Americans are struggling to tell real content from AI-generated deepfakes, and this isn’t just a media literacy issue—it’s a pressing concern for businesses that rely on online identity verification. According to a 2026 survey by Veriff and Kantar, American respondents scored only slightly better than random chance in distinguishing deepfakes from reality. This underlines a significant vulnerability for any digital business reliant on visual identity verification, from banks to social media platforms.
### What Is the Deepfake Problem?
Deepfakes use artificial intelligence to create hyper-realistic fake videos and images, making it increasingly difficult for users to tell what’s real and what’s not. The survey found that while many Americans are aware of the existence of deepfakes, their ability to accurately identify them is poor. This is alarming for businesses that depend on visual identity verification technologies. If users can’t reliably identify authentic visual content, they can’t confirm the authenticity of people they interact with online. This affects sectors like banking, ecommerce, and social media, where identity verification is crucial.
### The Competitive Context
While the U.S. is a leader in AI development, it surprisingly lags in consumer awareness of deepfakes compared to countries like the UK and Brazil. Only 63% of American adults are familiar with the term “deepfake,” compared to 74% in the UK and 67% in Brazil.
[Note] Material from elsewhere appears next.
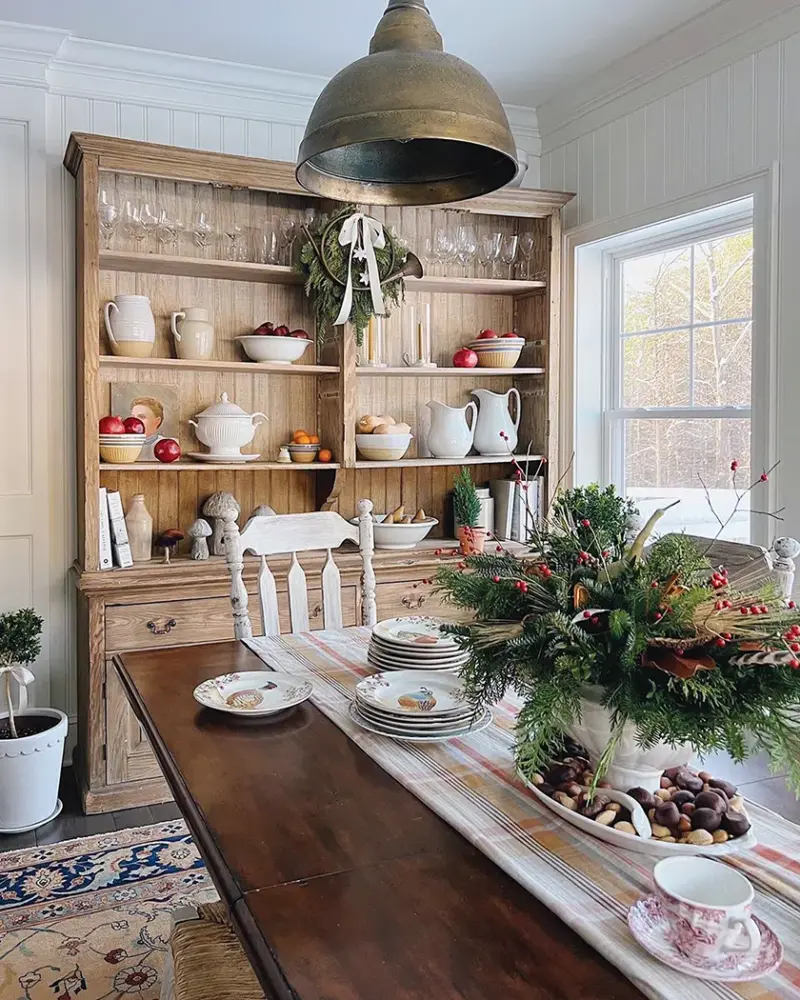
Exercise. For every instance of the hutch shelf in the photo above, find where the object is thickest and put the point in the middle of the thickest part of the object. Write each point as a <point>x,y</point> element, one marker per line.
<point>152,604</point>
This lack of awareness exacerbates the risk, as people are less likely to scrutinize digital content. Businesses that rely on user trust and secure transactions are at a competitive disadvantage if they do not address this gap. The tools to create deepfakes are becoming more accessible, increasing the urgency for businesses to adopt more robust verification systems.
### Real Implications for the Industry
For engineers, product managers, and founders, this deepfake detection gap presents both a challenge and an opportunity. The traditional methods of identity verification are increasingly ineffective against synthetic content. Engineers will need to develop more sophisticated algorithms capable of detecting AI-generated fakes. For product managers, incorporating automated verification technologies into user flows will be crucial to maintaining trust. Founders and investors should consider the market potential of startups that specialize in deepfake detection and prevention technologies, as demand for these solutions is likely to grow.
### What Happens Next?
The inability to distinguish real from fake content is not just a consumer issue; it is a systemic threat to online business operations. Companies must prioritize closing this awareness gap and invest in automated solutions that can outpace human limitations. For engineers and product managers, this means a shift in focus toward integrating advanced verification technologies into digital platforms. Founders should explore opportunities in this burgeoning field, as the demand for robust identity verification solutions is poised to rise. As the landscape evolves, those who adapt quickly will likely find themselves at the forefront of secure digital interactions.